The researchers said the findings demonstrate the need to close gaps in access to treatment and harm-reduction services, which are meant to make drug use less risky, among other steps. They said ending routine incarceration of drug users could help prevent fatal overdoses among people after they leave prison.
In Boston, opioid-related overdoses in the Black population doubled to 82 in 2020 versus the prior year, while opioid deaths in the city’s larger white population increased 16% to 101. The city has stepped up efforts to bring mobile harm-reduction services to Black communities, said
Bisola Ojikutu,
executive director of the Boston Public Health Commission. This includes distribution of the overdose-reversal drug naloxone and other services like syringe exchanges and testing for HIV and other health issues.
“We have to go where people are,” Dr. Ojikutu said.

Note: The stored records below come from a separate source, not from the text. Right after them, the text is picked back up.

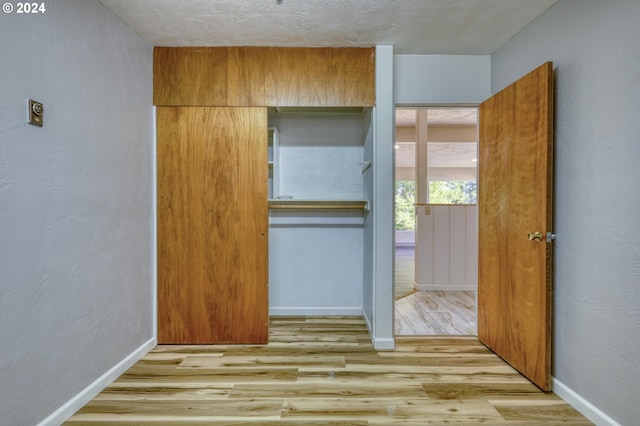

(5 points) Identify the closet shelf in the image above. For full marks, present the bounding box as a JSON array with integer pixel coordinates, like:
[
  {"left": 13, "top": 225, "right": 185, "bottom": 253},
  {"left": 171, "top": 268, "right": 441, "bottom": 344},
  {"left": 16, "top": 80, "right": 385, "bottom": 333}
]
[{"left": 269, "top": 199, "right": 369, "bottom": 210}]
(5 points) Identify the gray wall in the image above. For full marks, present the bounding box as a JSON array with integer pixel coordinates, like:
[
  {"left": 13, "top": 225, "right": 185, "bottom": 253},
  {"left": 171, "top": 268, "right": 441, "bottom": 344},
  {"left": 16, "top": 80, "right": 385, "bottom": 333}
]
[
  {"left": 492, "top": 0, "right": 640, "bottom": 425},
  {"left": 0, "top": 0, "right": 153, "bottom": 425}
]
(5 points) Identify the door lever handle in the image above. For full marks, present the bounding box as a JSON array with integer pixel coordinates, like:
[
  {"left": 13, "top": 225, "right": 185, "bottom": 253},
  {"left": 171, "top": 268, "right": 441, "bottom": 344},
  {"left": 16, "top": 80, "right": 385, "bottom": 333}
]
[{"left": 527, "top": 231, "right": 542, "bottom": 241}]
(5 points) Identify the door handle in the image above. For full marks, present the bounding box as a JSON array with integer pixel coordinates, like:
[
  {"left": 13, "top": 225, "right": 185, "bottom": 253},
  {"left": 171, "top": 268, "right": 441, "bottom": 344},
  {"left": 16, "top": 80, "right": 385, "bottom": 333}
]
[{"left": 527, "top": 231, "right": 542, "bottom": 241}]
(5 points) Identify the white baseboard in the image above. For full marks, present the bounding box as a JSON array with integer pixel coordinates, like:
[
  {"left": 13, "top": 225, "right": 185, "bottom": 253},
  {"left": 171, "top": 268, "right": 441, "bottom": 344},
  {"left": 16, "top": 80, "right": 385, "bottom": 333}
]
[
  {"left": 415, "top": 283, "right": 477, "bottom": 291},
  {"left": 38, "top": 337, "right": 156, "bottom": 426},
  {"left": 551, "top": 377, "right": 621, "bottom": 426},
  {"left": 269, "top": 306, "right": 362, "bottom": 317}
]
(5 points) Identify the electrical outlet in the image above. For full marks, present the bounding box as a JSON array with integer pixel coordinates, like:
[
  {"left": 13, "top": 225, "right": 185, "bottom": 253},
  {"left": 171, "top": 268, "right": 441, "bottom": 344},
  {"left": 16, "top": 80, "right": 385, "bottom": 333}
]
[{"left": 29, "top": 99, "right": 44, "bottom": 127}]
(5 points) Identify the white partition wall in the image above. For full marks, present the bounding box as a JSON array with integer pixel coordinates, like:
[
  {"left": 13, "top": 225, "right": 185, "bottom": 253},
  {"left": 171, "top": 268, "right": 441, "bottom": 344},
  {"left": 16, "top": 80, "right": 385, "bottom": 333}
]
[{"left": 416, "top": 205, "right": 478, "bottom": 291}]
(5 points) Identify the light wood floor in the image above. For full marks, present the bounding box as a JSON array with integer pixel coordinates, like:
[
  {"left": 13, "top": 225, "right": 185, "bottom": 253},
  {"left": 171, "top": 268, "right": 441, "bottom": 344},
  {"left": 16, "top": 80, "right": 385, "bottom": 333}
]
[
  {"left": 395, "top": 291, "right": 476, "bottom": 336},
  {"left": 66, "top": 317, "right": 590, "bottom": 426}
]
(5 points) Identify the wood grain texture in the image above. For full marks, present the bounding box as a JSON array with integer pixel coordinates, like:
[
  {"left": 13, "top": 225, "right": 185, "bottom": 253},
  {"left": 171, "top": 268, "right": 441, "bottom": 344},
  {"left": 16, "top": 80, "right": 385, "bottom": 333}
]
[
  {"left": 153, "top": 47, "right": 228, "bottom": 106},
  {"left": 65, "top": 317, "right": 591, "bottom": 426},
  {"left": 395, "top": 291, "right": 476, "bottom": 336},
  {"left": 157, "top": 107, "right": 268, "bottom": 343},
  {"left": 153, "top": 47, "right": 375, "bottom": 107},
  {"left": 227, "top": 47, "right": 266, "bottom": 106},
  {"left": 478, "top": 63, "right": 553, "bottom": 390}
]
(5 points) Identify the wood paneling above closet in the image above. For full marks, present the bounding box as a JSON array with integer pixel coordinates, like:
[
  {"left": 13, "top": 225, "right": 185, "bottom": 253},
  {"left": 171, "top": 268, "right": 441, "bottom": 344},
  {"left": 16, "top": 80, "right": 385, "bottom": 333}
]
[{"left": 153, "top": 47, "right": 375, "bottom": 107}]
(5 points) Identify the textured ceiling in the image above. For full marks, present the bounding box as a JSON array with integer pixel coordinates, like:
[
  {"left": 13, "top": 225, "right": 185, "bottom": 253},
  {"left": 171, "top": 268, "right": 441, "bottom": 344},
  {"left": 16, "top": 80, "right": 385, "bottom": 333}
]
[{"left": 100, "top": 0, "right": 557, "bottom": 54}]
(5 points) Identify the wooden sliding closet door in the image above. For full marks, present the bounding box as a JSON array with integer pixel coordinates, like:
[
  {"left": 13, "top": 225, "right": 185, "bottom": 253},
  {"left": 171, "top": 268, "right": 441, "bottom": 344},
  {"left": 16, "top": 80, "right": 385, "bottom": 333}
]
[{"left": 157, "top": 107, "right": 269, "bottom": 344}]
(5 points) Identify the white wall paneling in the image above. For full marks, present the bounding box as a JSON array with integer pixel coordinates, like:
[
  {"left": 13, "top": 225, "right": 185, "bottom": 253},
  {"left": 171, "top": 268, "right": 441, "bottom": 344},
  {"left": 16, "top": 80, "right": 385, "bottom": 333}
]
[{"left": 416, "top": 205, "right": 478, "bottom": 290}]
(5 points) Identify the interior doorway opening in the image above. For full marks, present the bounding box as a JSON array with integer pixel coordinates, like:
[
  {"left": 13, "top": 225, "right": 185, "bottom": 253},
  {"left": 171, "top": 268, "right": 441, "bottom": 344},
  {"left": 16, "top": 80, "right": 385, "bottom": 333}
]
[{"left": 394, "top": 106, "right": 478, "bottom": 336}]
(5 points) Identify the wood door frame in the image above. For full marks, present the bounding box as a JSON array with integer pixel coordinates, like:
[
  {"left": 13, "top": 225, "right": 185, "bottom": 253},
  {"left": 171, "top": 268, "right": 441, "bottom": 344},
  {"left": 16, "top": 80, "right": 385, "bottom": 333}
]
[{"left": 391, "top": 102, "right": 480, "bottom": 337}]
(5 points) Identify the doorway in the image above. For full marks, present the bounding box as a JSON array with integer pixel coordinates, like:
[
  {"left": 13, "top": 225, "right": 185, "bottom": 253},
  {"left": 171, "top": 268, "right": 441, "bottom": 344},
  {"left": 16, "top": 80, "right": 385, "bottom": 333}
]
[{"left": 394, "top": 106, "right": 478, "bottom": 336}]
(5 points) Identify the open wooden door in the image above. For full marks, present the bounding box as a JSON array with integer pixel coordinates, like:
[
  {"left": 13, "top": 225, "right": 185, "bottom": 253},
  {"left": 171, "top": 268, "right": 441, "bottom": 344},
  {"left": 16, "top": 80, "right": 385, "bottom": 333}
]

The increase in overdoses among Black people comes as fentanyl, a synthetic opioid up to 50 times as powerful as heroin, continues to pour into the U.S. There are legitimate forms of fentanyl used to treat pain, but the main version wreaking havoc in the U.S. is illicitly made by Mexican cartels and smuggled into the U.S., federal authorities say.
Fentanyl was a major driver when drug overdose deaths jumped roughly 30% to about 92,000 in 2020, the most recent federal count for that year shows. The scourge is getting worse: There were an estimated 104,288 overdose deaths in the 12-month period running through September, according to the most recent preliminary data from the Centers for Disease Control and Prevention.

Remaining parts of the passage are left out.